Friday, May 13, 2011

How many flat-screen TVs can you buy for a shipload of iron ore?

One of the best-known ideas in development economics is the Prebisch-Singer hypothesis, which states that the terms of trade between primary products and manufactured goods tends to deteriorate over time. The hypothesis, which dates back to the early 1950s, asserts that countries exporting primary commodities (minerals and/or agricultural products) would be able to import fewer and fewer manufactured goods for a given amount of exports, and hence would become progressively worse off, or fall further behind developed countries. A common policy recommendation based on this idea is that developing countries should strive to diversify their economies and reduce dependence on primary commodity exports by developing manufacturing activities.

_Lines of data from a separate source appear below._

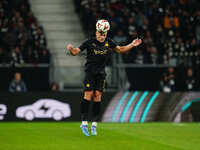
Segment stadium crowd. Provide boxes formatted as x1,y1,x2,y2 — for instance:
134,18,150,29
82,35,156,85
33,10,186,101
0,0,50,65
75,0,200,92
76,0,200,66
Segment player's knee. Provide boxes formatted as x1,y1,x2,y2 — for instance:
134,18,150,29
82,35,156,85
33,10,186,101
84,91,94,101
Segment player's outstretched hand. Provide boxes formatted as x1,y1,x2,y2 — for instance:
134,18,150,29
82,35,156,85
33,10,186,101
67,44,73,51
132,38,142,46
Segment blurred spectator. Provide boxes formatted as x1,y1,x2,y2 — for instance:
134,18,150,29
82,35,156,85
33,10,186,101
39,48,50,64
0,0,49,65
160,67,176,93
50,82,59,92
8,72,27,92
185,68,196,91
75,0,200,66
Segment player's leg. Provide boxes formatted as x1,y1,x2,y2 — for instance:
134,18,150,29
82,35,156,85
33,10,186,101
91,90,102,135
81,91,94,136
81,73,94,136
91,74,105,135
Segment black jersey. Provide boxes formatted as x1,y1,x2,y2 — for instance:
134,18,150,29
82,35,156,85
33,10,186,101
79,38,117,73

The hypothesis is closely linked to the idea that most countries follow a natural progression from producing mainly primary commodities, moving on to manufacturing and eventually to services.

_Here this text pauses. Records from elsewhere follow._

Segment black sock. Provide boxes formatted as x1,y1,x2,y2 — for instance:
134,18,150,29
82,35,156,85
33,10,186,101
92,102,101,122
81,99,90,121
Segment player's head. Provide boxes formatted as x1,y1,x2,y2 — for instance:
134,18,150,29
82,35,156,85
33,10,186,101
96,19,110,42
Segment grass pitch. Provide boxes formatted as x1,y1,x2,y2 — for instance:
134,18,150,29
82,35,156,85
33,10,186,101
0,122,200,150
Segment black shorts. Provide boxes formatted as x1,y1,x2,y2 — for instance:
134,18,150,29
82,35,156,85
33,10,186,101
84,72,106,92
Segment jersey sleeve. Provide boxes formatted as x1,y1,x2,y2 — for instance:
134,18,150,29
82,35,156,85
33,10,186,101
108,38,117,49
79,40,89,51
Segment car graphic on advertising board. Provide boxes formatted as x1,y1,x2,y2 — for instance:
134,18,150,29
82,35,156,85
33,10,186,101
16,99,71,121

The progression from primary commodities (minerals) to manufacturing has underpinned much of Botswana’s thinking on industrialisation and diversification, and the manufacturing sector has benefitted from incentives and special treatment by government. And yet the policy has been largely unsuccessful, in that manufacturing has shown only sluggish growth rather than dynamism. There are only a few examples of manufacturing firms that have demonstrated long-term sustainability, while many more have collapsed once subsidies or special treatment was withdrawn.

But perhaps the Prebisch-Singer hypothesis is wrong, or at least not as applicable as it once was. Two major developments suggest that it may be less relevant today.

First, the commodity “supercycle”, whereby an increase in the demand for primary commodities, driven by higher global economic growth, leads to sustained higher commodity prices;

Second, the steady fall in the prices of many manufactured goods, associated with a shift in the locus of global manufacturing production from developed to developing countries.

These two trends, if sustained, suggest that the reverse of the original hypothesis may now be true, and that the terms of trade of primary commodity producers are now improving, rather than deteriorating, and that a given level of primary commodity exports can now buy an increasing amount of imports of manufactured goods.

The importance of this was recently illustrated by the Governor of the Reserve Bank of Australia, a country that mainly exports primary commodities and imports manufactured goods. Five years ago, Governor Stevens noted, a shipload of iron ore bought 2,200 flatscreen TVs; now it buys 22,000. A long term trend of declining terms of trade seems to have been reversed, with Australia’s terms of trade improving by 42% since 2004.

The fact that commodity prices – for both minerals and foodstuffs – have resumed their upward trend after a temporary interruption in 2008-9 following the global financial crisis, suggests that this may well be a long-term development. Rising mineral prices are being driven, to a large extent, by demand from emerging market economic, especially India and China, which is likely to persist for some time, even if they eventually move to a less resource-intensive growth path. And while the decline in the prices of manufactured goods may be slowed as wages start to rise in China, there is still scope for manufacturing to move to other low-wage Asian economies.

What does this mean for Botswana? Certainly the focus of industrial development and diversification policy needs to change, with manufacturing no longer the centre of attention. But it also means that continued reliance on minerals, especially if the mining sector can itself become diversified, as seems to be happening, is not necessarily a bad thing.